Remotely sensed live fuel moisture content across the Western USA and its relationship with climate aridity
Abstract
Forest wildfires are increasing in size and frequency in the Western USA. Our ability to accurately forecast wildfire risk is diminished by the lack of objective estimates of live fuel moisture content (LFMC) - the amount of moisture per unit biomass in vegetation. Current subjective estimates of LFMC derived from climate and weather may introduce significant uncertainties in the quantification of ignition probability and fire spread. In this study, we combine a recurrent neural network with remotely sensed synthetic aperture radar backscatter (from Sentinel-1) and optical frequency reflectances (from Sentinel-2) to create wall-to-wall maps of LFMC at 500 m resolution across the Western United States.
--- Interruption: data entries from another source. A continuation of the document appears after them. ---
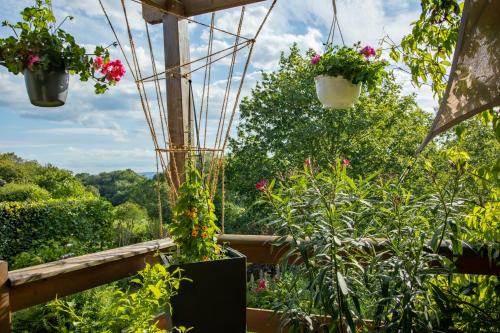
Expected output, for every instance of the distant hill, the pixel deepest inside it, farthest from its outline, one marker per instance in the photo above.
(149, 175)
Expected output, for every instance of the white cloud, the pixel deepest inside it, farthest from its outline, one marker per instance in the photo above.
(117, 119)
(116, 133)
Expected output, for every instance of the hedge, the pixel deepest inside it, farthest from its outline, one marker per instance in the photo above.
(25, 224)
(23, 192)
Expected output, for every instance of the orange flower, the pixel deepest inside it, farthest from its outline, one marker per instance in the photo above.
(192, 213)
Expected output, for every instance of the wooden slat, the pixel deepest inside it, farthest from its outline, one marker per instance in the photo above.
(42, 283)
(186, 8)
(258, 249)
(198, 7)
(176, 46)
(262, 321)
(5, 310)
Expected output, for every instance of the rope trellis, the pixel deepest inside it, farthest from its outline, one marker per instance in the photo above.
(210, 158)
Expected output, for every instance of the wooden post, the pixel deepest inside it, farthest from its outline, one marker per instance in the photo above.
(5, 316)
(175, 34)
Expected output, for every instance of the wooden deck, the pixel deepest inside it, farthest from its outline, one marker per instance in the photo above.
(20, 289)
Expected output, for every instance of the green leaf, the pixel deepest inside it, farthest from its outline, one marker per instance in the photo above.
(342, 284)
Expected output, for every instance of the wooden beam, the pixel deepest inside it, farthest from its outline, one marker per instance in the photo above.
(152, 14)
(42, 283)
(176, 47)
(5, 309)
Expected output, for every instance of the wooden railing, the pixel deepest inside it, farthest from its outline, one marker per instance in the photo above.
(22, 288)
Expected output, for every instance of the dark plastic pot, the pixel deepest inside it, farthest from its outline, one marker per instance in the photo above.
(47, 88)
(216, 299)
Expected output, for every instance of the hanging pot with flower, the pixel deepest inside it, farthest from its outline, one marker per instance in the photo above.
(341, 71)
(47, 55)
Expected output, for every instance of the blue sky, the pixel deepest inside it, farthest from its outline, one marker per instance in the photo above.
(94, 133)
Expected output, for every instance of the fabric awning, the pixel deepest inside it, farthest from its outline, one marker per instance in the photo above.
(474, 82)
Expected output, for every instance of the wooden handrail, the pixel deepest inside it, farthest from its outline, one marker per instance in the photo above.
(39, 284)
(259, 249)
(20, 289)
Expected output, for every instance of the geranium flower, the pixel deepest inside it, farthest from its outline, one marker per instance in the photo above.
(98, 62)
(261, 185)
(113, 70)
(32, 59)
(261, 285)
(315, 59)
(367, 51)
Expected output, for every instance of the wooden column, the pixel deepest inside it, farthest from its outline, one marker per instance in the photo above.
(5, 315)
(175, 35)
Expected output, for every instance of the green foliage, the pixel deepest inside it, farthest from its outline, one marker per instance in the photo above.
(132, 224)
(51, 250)
(428, 49)
(193, 227)
(22, 223)
(38, 35)
(23, 192)
(125, 185)
(330, 216)
(351, 64)
(58, 182)
(282, 124)
(131, 310)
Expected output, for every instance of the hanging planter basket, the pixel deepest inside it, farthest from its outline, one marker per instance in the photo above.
(47, 88)
(336, 92)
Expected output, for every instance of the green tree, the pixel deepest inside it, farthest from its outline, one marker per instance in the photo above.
(131, 224)
(283, 123)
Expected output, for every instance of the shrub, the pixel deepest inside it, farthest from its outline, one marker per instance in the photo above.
(116, 310)
(132, 224)
(23, 192)
(21, 223)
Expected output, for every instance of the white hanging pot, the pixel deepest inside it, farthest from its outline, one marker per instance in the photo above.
(336, 92)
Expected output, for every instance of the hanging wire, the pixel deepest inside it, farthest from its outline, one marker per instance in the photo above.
(335, 25)
(165, 156)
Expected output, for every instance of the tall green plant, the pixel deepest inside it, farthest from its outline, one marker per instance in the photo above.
(132, 310)
(193, 227)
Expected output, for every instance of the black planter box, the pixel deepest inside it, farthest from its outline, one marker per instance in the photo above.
(215, 301)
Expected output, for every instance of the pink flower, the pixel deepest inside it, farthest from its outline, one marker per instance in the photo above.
(261, 285)
(112, 70)
(115, 70)
(32, 59)
(98, 63)
(367, 51)
(315, 59)
(261, 185)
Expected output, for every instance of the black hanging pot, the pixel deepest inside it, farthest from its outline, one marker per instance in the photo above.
(215, 300)
(47, 88)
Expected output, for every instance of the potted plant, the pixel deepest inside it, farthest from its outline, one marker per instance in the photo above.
(215, 299)
(47, 55)
(341, 71)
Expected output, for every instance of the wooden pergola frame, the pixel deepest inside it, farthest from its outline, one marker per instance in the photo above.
(172, 14)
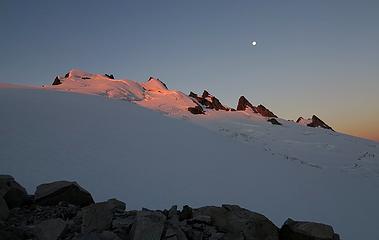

Measurements from the National Fuel Moisture Database (NFMD) are used as training data. Our model showed a strong ability to predict LFMC (R2 = 0.73, RMSE = 21.0) when compared against NFMD sites not used in training (cross-validation). This performance is on par with or exceeds previous models (R2 ∈ [0.60, 0.72], RMSE ∈ [17.1, 27.1]), despite the fact that our study covered a much larger extent and diversity of vegetation types. Our model predicted spatial variability of LFMC with very high accuracy (R2 = 0.85, RMSE = 9.9), but temporal deviance from the mean with lower (but still highly significant) accuracy (R2 = 0.54, RMSE = 21.0).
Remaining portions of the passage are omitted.